A report from the New York Public Interest Research Group (NYPIRG) asked the basic question: whether government agencies are keeping a close enough eye on doctor performance.
Although most doctors in New York meet state performance standard, the report shows that there is insufficient oversight and transparency connected to those cited for negligence.
Most of the 102,554 licensed doctors in New York have unblemished records in terms of negligence. Negligence addresses a broad spectrum of improper health care ranging from ordering excessive tests to medical malpractice.
According to the report, at present there is no requirement that patients must be informed that their physician is practicing under sanction and/or limitations.
The NYPIRG called for a new law to ensure that patients be notified directly by the state if their physicians has received any sanctions or limitations. The group also urges lawmakers to include competency assessments in periodic recertification of doctors.

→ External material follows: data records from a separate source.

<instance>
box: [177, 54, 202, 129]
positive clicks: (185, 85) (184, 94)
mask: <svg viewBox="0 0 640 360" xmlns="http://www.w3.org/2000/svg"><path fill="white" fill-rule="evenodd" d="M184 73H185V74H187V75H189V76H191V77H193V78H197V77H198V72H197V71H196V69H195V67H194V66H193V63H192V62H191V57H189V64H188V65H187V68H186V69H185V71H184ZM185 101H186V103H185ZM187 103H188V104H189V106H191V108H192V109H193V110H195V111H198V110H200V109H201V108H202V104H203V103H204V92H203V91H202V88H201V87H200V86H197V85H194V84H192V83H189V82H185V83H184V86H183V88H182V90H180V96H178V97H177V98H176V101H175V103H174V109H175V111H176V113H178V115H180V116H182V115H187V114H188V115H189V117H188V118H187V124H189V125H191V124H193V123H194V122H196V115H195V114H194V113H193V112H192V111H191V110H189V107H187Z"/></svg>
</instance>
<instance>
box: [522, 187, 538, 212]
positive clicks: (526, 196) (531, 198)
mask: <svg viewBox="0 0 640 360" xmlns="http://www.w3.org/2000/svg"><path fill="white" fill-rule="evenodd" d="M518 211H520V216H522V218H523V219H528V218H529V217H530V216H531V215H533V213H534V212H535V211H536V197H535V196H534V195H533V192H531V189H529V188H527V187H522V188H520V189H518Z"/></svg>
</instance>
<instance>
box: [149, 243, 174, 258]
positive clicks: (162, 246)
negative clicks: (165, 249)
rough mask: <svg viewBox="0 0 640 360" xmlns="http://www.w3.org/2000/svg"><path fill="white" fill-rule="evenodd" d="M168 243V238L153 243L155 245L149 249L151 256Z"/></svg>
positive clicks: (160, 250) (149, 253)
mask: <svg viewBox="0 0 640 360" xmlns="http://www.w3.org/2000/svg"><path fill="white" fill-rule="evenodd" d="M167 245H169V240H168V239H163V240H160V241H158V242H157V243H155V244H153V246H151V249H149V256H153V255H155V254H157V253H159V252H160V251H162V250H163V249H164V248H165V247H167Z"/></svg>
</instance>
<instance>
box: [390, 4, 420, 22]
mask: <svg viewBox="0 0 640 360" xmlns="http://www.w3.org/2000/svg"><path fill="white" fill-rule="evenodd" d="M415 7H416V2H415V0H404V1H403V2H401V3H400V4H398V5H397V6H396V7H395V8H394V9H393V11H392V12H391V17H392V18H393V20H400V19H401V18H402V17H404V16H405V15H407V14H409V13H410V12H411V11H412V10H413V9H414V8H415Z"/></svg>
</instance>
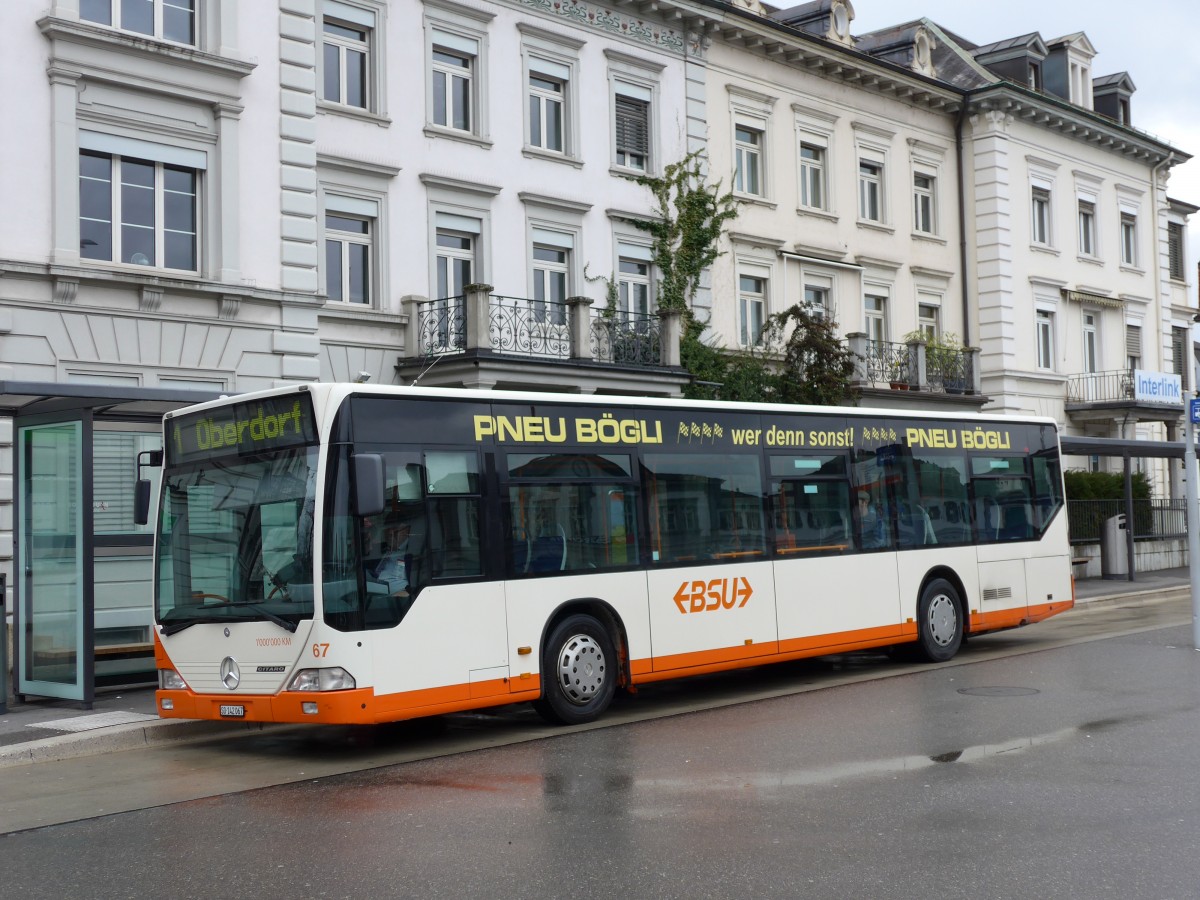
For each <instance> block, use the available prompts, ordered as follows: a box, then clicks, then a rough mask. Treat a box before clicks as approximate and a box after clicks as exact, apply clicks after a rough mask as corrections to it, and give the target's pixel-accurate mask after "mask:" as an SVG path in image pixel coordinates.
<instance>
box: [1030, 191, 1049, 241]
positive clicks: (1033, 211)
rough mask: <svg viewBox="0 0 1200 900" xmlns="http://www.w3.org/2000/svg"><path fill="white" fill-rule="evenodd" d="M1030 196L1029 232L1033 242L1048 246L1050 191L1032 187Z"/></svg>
mask: <svg viewBox="0 0 1200 900" xmlns="http://www.w3.org/2000/svg"><path fill="white" fill-rule="evenodd" d="M1032 197H1033V199H1032V208H1031V212H1032V222H1031V228H1032V232H1031V234H1032V238H1033V242H1034V244H1042V245H1043V246H1050V191H1048V190H1046V188H1044V187H1034V188H1033V196H1032Z"/></svg>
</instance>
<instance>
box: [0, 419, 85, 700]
mask: <svg viewBox="0 0 1200 900" xmlns="http://www.w3.org/2000/svg"><path fill="white" fill-rule="evenodd" d="M84 425H85V424H84V421H82V420H74V421H59V422H49V424H42V425H22V426H18V428H17V454H16V456H17V460H16V462H17V482H18V485H19V491H20V504H19V506H18V509H19V511H20V514H19V520H18V523H17V554H18V558H17V572H18V578H19V587H20V589H19V592H18V602H17V610H16V629H17V635H16V638H17V641H18V642H19V643H18V654H17V659H18V668H17V672H16V676H17V677H16V691H17V694H18V695H24V694H35V695H38V696H43V697H61V698H64V700H77V701H80V702H83V703H90V702H91V700H92V696H94V684H92V668H94V662H92V654H91V617H90V610H88V608H86V606H88V604H86V602H85V598H86V596H88V595H89V592H90V588H91V586H90V584H88V583H85V582H86V581H90V575H89V572H90V566H85V565H84V553H85V540H84V538H85V535H86V534H88V532H86V530H85V529H86V528H90V516H88V515H86V511H88V510H86V504H85V503H84V502H83V498H84V493H85V487H86V486H85V482H84V470H85V464H86V462H88V461H86V460H85V457H86V456H90V454H86V452H85V446H86V444H85V443H84V439H85V431H90V430H85V427H84Z"/></svg>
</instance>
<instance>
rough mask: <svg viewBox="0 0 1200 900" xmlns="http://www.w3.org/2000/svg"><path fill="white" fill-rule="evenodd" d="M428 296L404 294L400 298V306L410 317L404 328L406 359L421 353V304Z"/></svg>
mask: <svg viewBox="0 0 1200 900" xmlns="http://www.w3.org/2000/svg"><path fill="white" fill-rule="evenodd" d="M426 300H427V298H424V296H421V295H420V294H404V296H402V298H400V308H401V312H403V314H404V316H406V317H408V325H407V326H406V328H404V359H416V358H418V356H420V355H421V306H422V305H424V304H425V302H426Z"/></svg>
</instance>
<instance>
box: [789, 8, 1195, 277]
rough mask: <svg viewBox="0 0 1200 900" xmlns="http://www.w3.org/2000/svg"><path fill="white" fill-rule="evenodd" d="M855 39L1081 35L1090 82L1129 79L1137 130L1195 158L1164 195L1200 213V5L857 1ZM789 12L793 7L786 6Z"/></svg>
mask: <svg viewBox="0 0 1200 900" xmlns="http://www.w3.org/2000/svg"><path fill="white" fill-rule="evenodd" d="M851 2H852V4H853V6H854V20H853V22H852V23H851V28H850V30H851V32H852V34H856V35H862V34H866V32H868V31H875V30H877V29H881V28H887V26H888V25H898V24H900V23H904V22H911V20H912V19H918V18H926V19H932V20H934V22H936V23H937V24H938V25H941V26H942V28H946V29H949V30H950V31H953V32H955V34H956V35H959V36H961V37H965V38H966V40H968V41H973V42H974V43H978V44H985V43H991V42H994V41H1002V40H1004V38H1006V37H1016V36H1018V35H1026V34H1028V32H1031V31H1037V32H1038V34H1040V35H1042V37H1043V38H1044V40H1046V41H1050V40H1052V38H1055V37H1062V36H1063V35H1073V34H1075V32H1076V31H1082V32H1084V34H1086V35H1087V40H1088V41H1091V42H1092V46H1093V47H1094V48H1096V50H1097V53H1096V59H1094V61H1093V62H1092V76H1093V77H1098V76H1105V74H1111V73H1114V72H1128V73H1129V77H1130V78H1133V83H1134V85H1135V86H1136V88H1138V90H1136V92H1135V94H1134V95H1133V101H1132V109H1133V125H1134V127H1135V128H1138V130H1140V131H1144V132H1147V133H1150V134H1153V136H1154V137H1157V138H1159V139H1160V140H1165V142H1166V143H1168V144H1170V145H1171V146H1174V148H1177V149H1180V150H1183V151H1184V152H1189V154H1192V155H1193V156H1195V157H1196V158H1194V160H1192V161H1190V162H1187V163H1184V164H1182V166H1176V167H1174V168H1172V169H1171V179H1170V181H1169V182H1168V186H1166V193H1168V194H1169V196H1170V197H1172V198H1175V199H1180V200H1184V202H1187V203H1192V204H1194V205H1198V206H1200V4H1196V2H1195V0H1158V2H1138V4H1130V2H1128V1H1127V0H1002V2H983V0H851ZM781 5H782V6H787V4H786V2H785V4H781ZM1188 235H1189V238H1190V240H1189V252H1188V269H1189V274H1188V281H1190V282H1192V283H1193V286H1194V284H1195V281H1196V277H1195V276H1196V269H1195V265H1196V260H1198V259H1200V214H1196V215H1195V216H1193V217H1192V220H1190V222H1189V224H1188Z"/></svg>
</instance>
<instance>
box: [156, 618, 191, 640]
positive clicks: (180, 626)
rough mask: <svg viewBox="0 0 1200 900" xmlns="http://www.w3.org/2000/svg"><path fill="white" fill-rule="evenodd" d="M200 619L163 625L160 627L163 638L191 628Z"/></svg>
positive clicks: (187, 620)
mask: <svg viewBox="0 0 1200 900" xmlns="http://www.w3.org/2000/svg"><path fill="white" fill-rule="evenodd" d="M199 620H200V619H184V620H182V622H172V623H169V624H164V625H163V626H162V635H163V637H169V636H170V635H178V634H179V632H180V631H182V630H184V629H185V628H191V626H192V625H194V624H196V623H198V622H199Z"/></svg>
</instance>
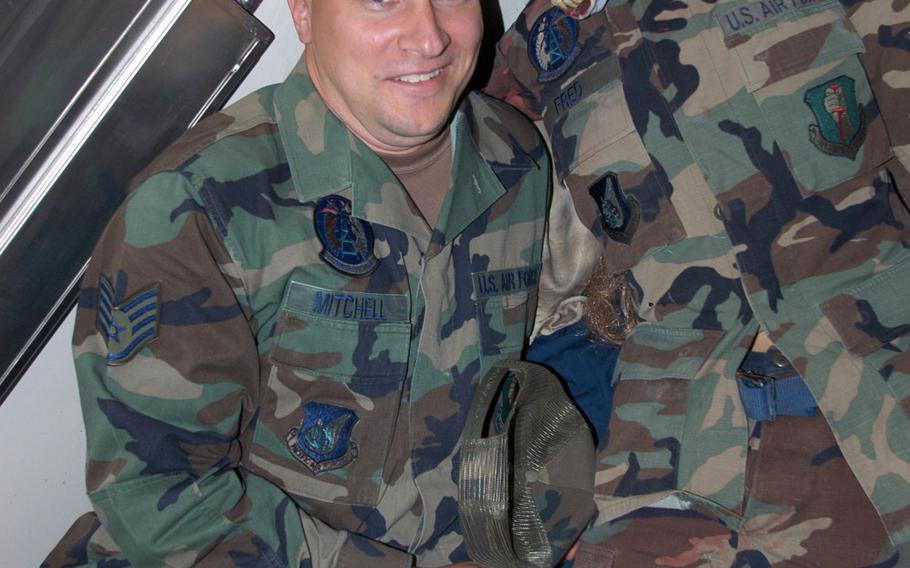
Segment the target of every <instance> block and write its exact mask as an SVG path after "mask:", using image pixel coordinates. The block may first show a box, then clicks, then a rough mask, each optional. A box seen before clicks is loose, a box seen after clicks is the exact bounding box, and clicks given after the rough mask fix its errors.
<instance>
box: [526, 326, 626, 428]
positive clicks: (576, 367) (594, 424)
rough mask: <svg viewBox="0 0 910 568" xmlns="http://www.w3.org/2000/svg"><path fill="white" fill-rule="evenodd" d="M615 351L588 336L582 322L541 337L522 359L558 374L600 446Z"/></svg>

Although it is possible to access doctor’s profiles, licensure status and other details on the state website, NYPIRG urged lawmakers to require health care facilities to post information on how patients can obtain that information.
The State Department of Health, which oversees physician issues, claims to address all allegation of misconduct with the highest priority.
After the state health department files charges against negligent doctors, the Board of Professional Medical Conduct reviews cases and decides whether to take action. The medical conduct board is comprised of 144 members that are available to hear cases against physicians in the presence of an administrative law judge. The panel is usually comprised of three members, two physicians and one “public” member.
The report also cited that nearly 60% of the NY State actions against doctors were based on sanctions taken by other states, the federal government, or the courts. An NYPIRG analyst claims that this figure demonstrates how the state agency insufficiently monitors doctors’ performance.